Brunel Trail, Neyland
- Park: Car park at Westfield Pill, under the bridge
- Walk: 6km wheelchair walk signposted ‘Celtic Trail Route 4’
- Toilet: Accessible toilets in Neyland Marina
- Café: Café at Neyland Marina
There is a little gem of a walk out of Neyland marina to Johnston. Originally a railway, used as the western terminus for Isambard Kingdom Brunel’s Great Western Railway, it has been given a new lease of life as a cycle route, forming part of the Celtic Trail Route 4.
You will need to pass through two ‘A’ frames gates near the start of your walk and then you have a clear stretch of tarmac path, gentle gradients and woodland scenery to Johnston. It’s a fantastic route for everyone.
Saundersfoot to Stepaside
- Park: Saundersfoot Harbour
- Walk: 3km wheelchair walk to Wiseman’s Bridge (4km return to Stepaside)
- Toilet: Accessible toilets at Harbour and Regency Car Parks
- Café: Saundersfoot has many cafes in and around the town, lots with outside seating.
This lovely coastal path follows the old railway line that used to carry coal from the local mines to Saundersfoot harbour. You can park in Saundersfoot and make your way along The Strand and through the tunnel to Coppit Hall car park. The trail passes through two tunnels, one short, one long, just before Wiseman’s Bridge, so remember to bring a torch to light your way. The path is popular with cyclists too.

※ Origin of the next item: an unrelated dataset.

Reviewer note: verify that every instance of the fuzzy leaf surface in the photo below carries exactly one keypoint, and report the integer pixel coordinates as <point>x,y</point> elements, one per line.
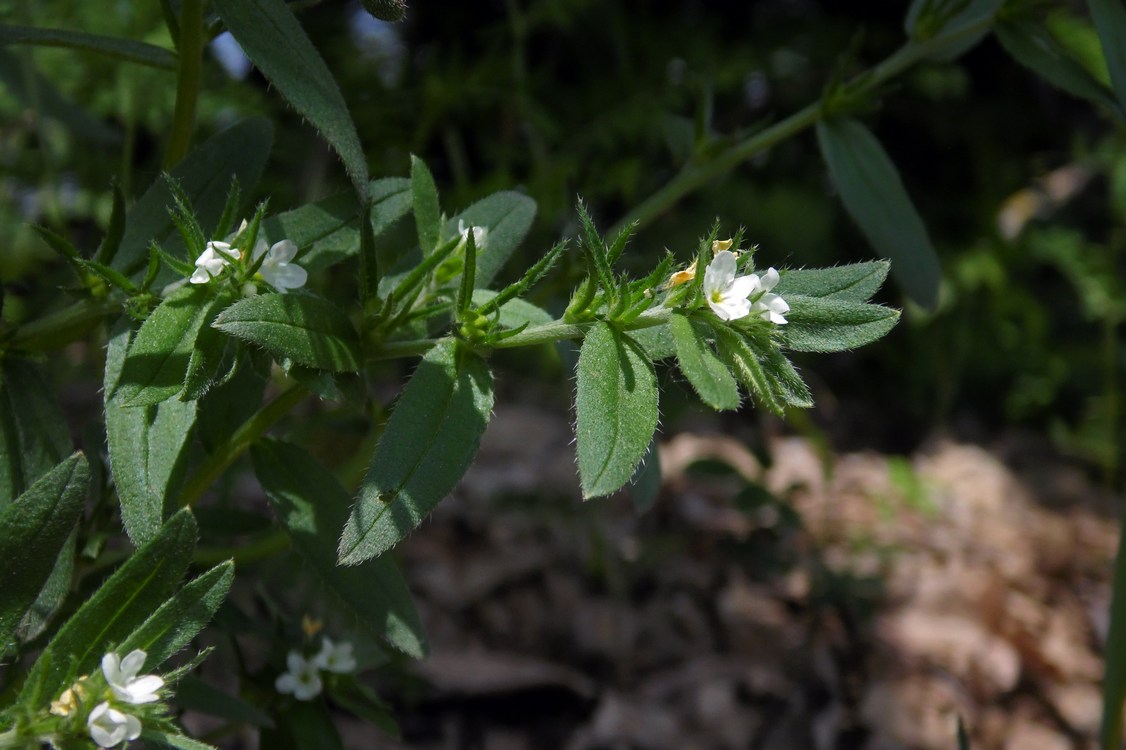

At Wiseman’s Bridge, you can extend your walk by crossing the road, by the toilets, to access a new path up Pleasant Valley to Stepaside Ironworks. A lovely up and back through woodland if you want to extend your walk to a 4km return.
Newport Parrog to Iron Bridge
- Park: Newport Parrog or roadside parking at the iron bridge
- Walk: 0.6miles or 1km
- Toilet: Accessible toilet at the Parrog car park
- Cafe: Cafe Morawelon is right on the Parrog
This lovely Newport walk winds along the River Nevern along a purpose-built rolled stone path making it ideal for scooters, wheelchairs and pushchairs. The path is also used by cyclists and the surface makes it suitable for smaller bikes with stabilisers.
This walk is perfect for birdwatchers with reed beds and mud flats making is a good spot for all sorts from waders and grebes, geese to kingfishers. Don’t forget your bins!